The Tension of Targets: Motivating Or Manipulating?by Stacey Barr |
We’ve all seen performance targets that work and ones that don’t. They can motivate teams to make big-step improvements or they can manipulate teams into behaviours that sabotage other important results. So should we get rid of targets? Or can we do something else to make them work?
A physiotherapist I know used to work for the English Premier League. He tells me stories of what it’s like keeping multi-million-pound players on the pitch, game after game.
In one of our early conversations he was explaining how players are paid something like 60,000 pounds for scoring a goal in a game. That’s over and above their fee for each game they play, and each game their team wins.
What behaviour does this drive? If you’ve ever watched a soccer game, you’ll notice they behave differently to the players of other football codes. They seem to fall over a lot, and almost every time they fall over, they seem to be in excruciating pain.

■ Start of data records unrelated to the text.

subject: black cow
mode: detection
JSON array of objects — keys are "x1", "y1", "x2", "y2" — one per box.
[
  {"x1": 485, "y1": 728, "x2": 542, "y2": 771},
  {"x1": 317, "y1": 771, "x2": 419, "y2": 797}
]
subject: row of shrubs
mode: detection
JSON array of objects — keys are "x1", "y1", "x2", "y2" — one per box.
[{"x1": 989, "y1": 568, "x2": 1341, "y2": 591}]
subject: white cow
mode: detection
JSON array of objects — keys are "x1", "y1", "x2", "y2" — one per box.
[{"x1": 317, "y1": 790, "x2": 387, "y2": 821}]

The referee is implored to award a penalty kick, and arguments can break out. Then seconds later, whatever the referee’s decision, the fallen player is up and playing like nothing happened.

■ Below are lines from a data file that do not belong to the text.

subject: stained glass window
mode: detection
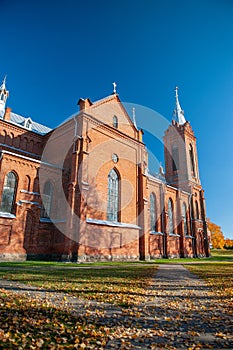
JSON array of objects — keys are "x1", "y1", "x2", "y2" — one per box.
[
  {"x1": 172, "y1": 145, "x2": 179, "y2": 171},
  {"x1": 182, "y1": 203, "x2": 188, "y2": 236},
  {"x1": 189, "y1": 144, "x2": 196, "y2": 177},
  {"x1": 113, "y1": 115, "x2": 118, "y2": 129},
  {"x1": 150, "y1": 193, "x2": 157, "y2": 231},
  {"x1": 1, "y1": 171, "x2": 17, "y2": 213},
  {"x1": 40, "y1": 181, "x2": 53, "y2": 218},
  {"x1": 195, "y1": 201, "x2": 199, "y2": 219},
  {"x1": 107, "y1": 169, "x2": 119, "y2": 221},
  {"x1": 168, "y1": 199, "x2": 174, "y2": 234}
]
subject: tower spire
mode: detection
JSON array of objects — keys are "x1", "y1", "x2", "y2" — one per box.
[
  {"x1": 174, "y1": 86, "x2": 186, "y2": 125},
  {"x1": 0, "y1": 75, "x2": 9, "y2": 116}
]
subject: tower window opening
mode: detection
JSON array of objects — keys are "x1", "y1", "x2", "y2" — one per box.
[
  {"x1": 107, "y1": 169, "x2": 119, "y2": 221},
  {"x1": 1, "y1": 171, "x2": 17, "y2": 213},
  {"x1": 150, "y1": 193, "x2": 157, "y2": 232},
  {"x1": 189, "y1": 144, "x2": 196, "y2": 177},
  {"x1": 168, "y1": 199, "x2": 174, "y2": 234},
  {"x1": 172, "y1": 145, "x2": 180, "y2": 171},
  {"x1": 113, "y1": 115, "x2": 118, "y2": 129}
]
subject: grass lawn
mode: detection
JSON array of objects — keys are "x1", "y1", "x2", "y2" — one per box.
[
  {"x1": 0, "y1": 264, "x2": 156, "y2": 350},
  {"x1": 0, "y1": 251, "x2": 233, "y2": 349},
  {"x1": 0, "y1": 265, "x2": 156, "y2": 306}
]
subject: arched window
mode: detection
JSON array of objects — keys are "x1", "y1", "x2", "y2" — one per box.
[
  {"x1": 25, "y1": 175, "x2": 31, "y2": 192},
  {"x1": 168, "y1": 199, "x2": 174, "y2": 234},
  {"x1": 195, "y1": 201, "x2": 200, "y2": 219},
  {"x1": 182, "y1": 203, "x2": 188, "y2": 236},
  {"x1": 150, "y1": 193, "x2": 157, "y2": 232},
  {"x1": 1, "y1": 171, "x2": 17, "y2": 213},
  {"x1": 40, "y1": 181, "x2": 53, "y2": 218},
  {"x1": 24, "y1": 118, "x2": 32, "y2": 130},
  {"x1": 113, "y1": 115, "x2": 118, "y2": 129},
  {"x1": 172, "y1": 145, "x2": 179, "y2": 171},
  {"x1": 189, "y1": 144, "x2": 196, "y2": 177},
  {"x1": 107, "y1": 169, "x2": 119, "y2": 221}
]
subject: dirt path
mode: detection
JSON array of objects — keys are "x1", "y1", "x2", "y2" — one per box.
[{"x1": 0, "y1": 264, "x2": 233, "y2": 349}]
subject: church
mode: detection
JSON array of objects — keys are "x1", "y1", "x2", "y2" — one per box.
[{"x1": 0, "y1": 79, "x2": 210, "y2": 262}]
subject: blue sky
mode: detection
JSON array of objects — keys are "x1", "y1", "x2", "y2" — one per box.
[{"x1": 0, "y1": 0, "x2": 233, "y2": 238}]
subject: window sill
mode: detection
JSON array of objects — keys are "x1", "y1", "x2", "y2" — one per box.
[
  {"x1": 40, "y1": 218, "x2": 66, "y2": 224},
  {"x1": 0, "y1": 211, "x2": 16, "y2": 219},
  {"x1": 40, "y1": 218, "x2": 52, "y2": 223},
  {"x1": 150, "y1": 231, "x2": 163, "y2": 236},
  {"x1": 86, "y1": 218, "x2": 141, "y2": 230}
]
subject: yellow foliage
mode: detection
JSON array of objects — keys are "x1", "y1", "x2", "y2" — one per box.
[{"x1": 207, "y1": 219, "x2": 225, "y2": 249}]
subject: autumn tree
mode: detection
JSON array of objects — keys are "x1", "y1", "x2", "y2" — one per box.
[
  {"x1": 224, "y1": 238, "x2": 233, "y2": 249},
  {"x1": 207, "y1": 219, "x2": 225, "y2": 249}
]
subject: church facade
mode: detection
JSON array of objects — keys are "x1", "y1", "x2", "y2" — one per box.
[{"x1": 0, "y1": 80, "x2": 209, "y2": 261}]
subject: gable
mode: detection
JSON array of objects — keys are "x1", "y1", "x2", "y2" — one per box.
[{"x1": 85, "y1": 95, "x2": 138, "y2": 138}]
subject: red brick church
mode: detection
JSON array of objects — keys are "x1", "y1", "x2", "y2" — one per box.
[{"x1": 0, "y1": 79, "x2": 209, "y2": 261}]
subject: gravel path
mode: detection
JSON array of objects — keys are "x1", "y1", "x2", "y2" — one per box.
[{"x1": 0, "y1": 264, "x2": 233, "y2": 349}]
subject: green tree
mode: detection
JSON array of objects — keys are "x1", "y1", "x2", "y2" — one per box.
[{"x1": 207, "y1": 219, "x2": 225, "y2": 249}]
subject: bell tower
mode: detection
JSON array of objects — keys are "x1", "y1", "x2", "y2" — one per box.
[
  {"x1": 164, "y1": 87, "x2": 201, "y2": 192},
  {"x1": 0, "y1": 76, "x2": 9, "y2": 117}
]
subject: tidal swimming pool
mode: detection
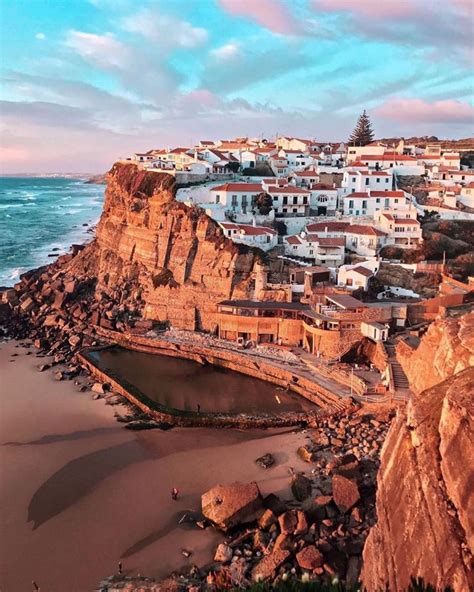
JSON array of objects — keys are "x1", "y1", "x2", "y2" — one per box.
[{"x1": 87, "y1": 346, "x2": 317, "y2": 414}]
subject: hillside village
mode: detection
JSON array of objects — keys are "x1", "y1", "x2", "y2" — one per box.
[{"x1": 115, "y1": 121, "x2": 474, "y2": 400}]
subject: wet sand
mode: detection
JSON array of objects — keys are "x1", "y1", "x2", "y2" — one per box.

And when you see the slow-mo replay, you would swear that it was air that tripped them over. The air that was between them and the opposition player they pleaded with the referee to give a penalty against. If the referee obliges, then the penalty kick they are awarded with (and no doubt the 60,000 pounds they earn if their kick lands a goal) is such a soothing balm that the excruciating pain of their injury vanishes.

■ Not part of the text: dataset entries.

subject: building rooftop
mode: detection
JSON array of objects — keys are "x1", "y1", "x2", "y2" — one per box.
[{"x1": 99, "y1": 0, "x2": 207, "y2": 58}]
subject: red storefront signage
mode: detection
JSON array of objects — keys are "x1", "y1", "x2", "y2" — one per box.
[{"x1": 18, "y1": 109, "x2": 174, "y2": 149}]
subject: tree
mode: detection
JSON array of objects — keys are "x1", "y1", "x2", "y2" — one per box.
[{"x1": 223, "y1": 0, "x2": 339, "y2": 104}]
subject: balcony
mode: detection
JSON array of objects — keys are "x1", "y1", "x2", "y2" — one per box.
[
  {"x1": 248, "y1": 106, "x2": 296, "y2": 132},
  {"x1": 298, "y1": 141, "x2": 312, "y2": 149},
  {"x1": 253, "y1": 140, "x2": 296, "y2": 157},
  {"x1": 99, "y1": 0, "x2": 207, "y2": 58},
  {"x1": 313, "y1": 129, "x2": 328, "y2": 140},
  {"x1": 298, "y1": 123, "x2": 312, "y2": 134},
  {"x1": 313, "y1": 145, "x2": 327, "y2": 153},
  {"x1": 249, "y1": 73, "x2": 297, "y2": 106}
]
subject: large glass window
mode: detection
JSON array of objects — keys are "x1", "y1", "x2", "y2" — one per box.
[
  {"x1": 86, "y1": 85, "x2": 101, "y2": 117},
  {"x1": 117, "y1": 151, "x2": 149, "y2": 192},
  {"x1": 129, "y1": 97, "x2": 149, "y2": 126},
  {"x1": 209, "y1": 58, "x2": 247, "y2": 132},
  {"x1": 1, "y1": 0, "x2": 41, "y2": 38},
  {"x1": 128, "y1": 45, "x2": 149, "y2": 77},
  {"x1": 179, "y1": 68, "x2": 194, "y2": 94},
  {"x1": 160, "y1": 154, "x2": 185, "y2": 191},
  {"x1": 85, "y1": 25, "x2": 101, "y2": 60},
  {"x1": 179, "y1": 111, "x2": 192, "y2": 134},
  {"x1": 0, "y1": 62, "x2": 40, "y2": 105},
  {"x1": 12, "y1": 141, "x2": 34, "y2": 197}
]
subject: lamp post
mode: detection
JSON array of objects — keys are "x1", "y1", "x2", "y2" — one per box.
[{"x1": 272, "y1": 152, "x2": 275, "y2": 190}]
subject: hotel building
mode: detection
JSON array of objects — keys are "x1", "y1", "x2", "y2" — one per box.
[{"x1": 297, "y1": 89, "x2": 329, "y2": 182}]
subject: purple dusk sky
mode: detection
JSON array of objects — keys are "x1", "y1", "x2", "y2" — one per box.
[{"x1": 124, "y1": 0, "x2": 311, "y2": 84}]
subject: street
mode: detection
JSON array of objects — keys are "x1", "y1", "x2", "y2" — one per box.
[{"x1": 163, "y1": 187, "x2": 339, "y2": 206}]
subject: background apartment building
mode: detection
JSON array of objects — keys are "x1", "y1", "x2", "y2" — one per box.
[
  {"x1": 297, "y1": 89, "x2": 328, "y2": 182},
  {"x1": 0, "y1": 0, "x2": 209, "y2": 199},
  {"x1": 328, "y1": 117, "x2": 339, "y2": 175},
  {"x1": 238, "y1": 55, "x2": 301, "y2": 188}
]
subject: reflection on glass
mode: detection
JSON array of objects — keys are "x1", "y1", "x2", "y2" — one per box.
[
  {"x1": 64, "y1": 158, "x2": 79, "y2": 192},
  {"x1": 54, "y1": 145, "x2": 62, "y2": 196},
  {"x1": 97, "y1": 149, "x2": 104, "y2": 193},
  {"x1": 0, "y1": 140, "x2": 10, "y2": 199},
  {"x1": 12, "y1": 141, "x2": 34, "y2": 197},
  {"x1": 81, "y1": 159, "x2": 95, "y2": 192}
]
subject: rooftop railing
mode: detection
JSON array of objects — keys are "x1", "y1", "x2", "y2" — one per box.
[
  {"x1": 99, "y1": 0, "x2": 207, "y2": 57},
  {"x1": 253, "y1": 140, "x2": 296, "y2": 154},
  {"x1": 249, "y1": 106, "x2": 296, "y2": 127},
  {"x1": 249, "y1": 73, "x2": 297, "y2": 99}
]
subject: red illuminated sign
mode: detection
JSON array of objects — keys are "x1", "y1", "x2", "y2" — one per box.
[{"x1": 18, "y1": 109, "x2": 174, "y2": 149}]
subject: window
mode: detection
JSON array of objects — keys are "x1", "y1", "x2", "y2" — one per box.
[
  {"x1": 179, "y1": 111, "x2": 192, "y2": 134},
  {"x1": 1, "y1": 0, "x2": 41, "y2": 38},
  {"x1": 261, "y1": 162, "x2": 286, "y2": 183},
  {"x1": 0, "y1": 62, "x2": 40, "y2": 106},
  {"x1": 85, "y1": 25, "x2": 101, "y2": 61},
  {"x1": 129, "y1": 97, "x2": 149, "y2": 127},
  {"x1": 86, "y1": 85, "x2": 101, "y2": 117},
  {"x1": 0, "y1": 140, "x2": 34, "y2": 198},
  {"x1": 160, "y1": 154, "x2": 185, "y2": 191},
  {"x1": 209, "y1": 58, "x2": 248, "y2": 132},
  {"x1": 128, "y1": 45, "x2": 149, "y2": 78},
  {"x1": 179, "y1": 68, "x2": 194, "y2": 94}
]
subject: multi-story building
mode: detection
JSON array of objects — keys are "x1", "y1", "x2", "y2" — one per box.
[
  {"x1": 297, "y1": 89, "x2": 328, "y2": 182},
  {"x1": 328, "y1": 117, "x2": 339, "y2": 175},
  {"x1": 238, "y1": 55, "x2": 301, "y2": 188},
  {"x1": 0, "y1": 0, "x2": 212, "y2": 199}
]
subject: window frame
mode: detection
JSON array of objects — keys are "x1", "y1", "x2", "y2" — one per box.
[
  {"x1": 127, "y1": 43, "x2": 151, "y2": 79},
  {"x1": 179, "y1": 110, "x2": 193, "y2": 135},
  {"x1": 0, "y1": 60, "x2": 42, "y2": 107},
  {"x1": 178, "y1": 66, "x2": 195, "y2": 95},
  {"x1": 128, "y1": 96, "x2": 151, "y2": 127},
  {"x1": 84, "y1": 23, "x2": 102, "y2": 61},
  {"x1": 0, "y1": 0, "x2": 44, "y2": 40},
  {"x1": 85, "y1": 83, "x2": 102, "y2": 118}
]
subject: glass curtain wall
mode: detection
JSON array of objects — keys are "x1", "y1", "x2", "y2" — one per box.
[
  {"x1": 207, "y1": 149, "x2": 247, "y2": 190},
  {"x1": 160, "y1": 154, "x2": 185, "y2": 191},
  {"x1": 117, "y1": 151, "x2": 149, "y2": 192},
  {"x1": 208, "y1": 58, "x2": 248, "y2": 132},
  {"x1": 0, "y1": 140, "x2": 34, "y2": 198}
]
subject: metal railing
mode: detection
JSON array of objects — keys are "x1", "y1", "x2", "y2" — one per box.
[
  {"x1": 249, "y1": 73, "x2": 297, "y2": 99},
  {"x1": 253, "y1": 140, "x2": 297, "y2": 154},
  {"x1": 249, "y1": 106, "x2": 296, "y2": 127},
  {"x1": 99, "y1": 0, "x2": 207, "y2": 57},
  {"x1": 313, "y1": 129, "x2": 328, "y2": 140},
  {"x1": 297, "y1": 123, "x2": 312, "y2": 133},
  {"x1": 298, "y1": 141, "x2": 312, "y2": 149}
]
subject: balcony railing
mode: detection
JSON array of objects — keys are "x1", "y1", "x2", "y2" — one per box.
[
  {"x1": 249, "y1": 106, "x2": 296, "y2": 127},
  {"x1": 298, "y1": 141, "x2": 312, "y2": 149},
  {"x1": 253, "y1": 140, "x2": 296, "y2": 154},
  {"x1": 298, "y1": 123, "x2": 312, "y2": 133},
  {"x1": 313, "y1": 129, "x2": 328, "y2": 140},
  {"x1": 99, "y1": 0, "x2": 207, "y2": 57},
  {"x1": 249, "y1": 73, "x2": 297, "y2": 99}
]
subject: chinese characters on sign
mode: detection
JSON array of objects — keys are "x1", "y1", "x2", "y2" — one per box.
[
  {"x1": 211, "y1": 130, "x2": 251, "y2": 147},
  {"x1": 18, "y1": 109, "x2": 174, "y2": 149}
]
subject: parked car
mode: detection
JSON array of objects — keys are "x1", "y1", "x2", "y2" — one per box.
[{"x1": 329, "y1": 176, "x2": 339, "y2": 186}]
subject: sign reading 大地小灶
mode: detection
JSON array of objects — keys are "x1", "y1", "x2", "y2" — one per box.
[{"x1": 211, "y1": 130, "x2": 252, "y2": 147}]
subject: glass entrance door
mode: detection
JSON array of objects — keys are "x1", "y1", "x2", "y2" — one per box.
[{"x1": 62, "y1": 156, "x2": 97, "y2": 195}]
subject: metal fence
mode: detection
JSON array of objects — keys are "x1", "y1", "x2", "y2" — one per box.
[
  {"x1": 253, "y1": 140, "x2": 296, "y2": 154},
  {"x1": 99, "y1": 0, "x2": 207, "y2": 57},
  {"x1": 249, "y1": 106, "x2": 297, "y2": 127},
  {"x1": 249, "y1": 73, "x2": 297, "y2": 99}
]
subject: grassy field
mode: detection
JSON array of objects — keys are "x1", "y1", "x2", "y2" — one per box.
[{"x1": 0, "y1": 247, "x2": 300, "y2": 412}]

Hmmm. Are you suspecting what I’m suspecting? That perhaps the love of the beautiful game is eclipsed only by the love of the monetary rewards for scoring goals?
As my physiotherapist friend has observed over his career, he watches the young children enter the game with a passion for playing it, and as they climb through the ranks and grades, their passion for the game is pushed aside as the pressure of performance takes over. Professional soccer is a business, not a game.
Rewards for hitting targets play with the dark side of human motivation. Especially when the targets we reward people for hitting are for the benefit of others and not for the intrinsic benefit of them.
What do you believe is best role for targets, in motivating performance? What would happen if we got rid of targets? What should we do differently if we were to keep them?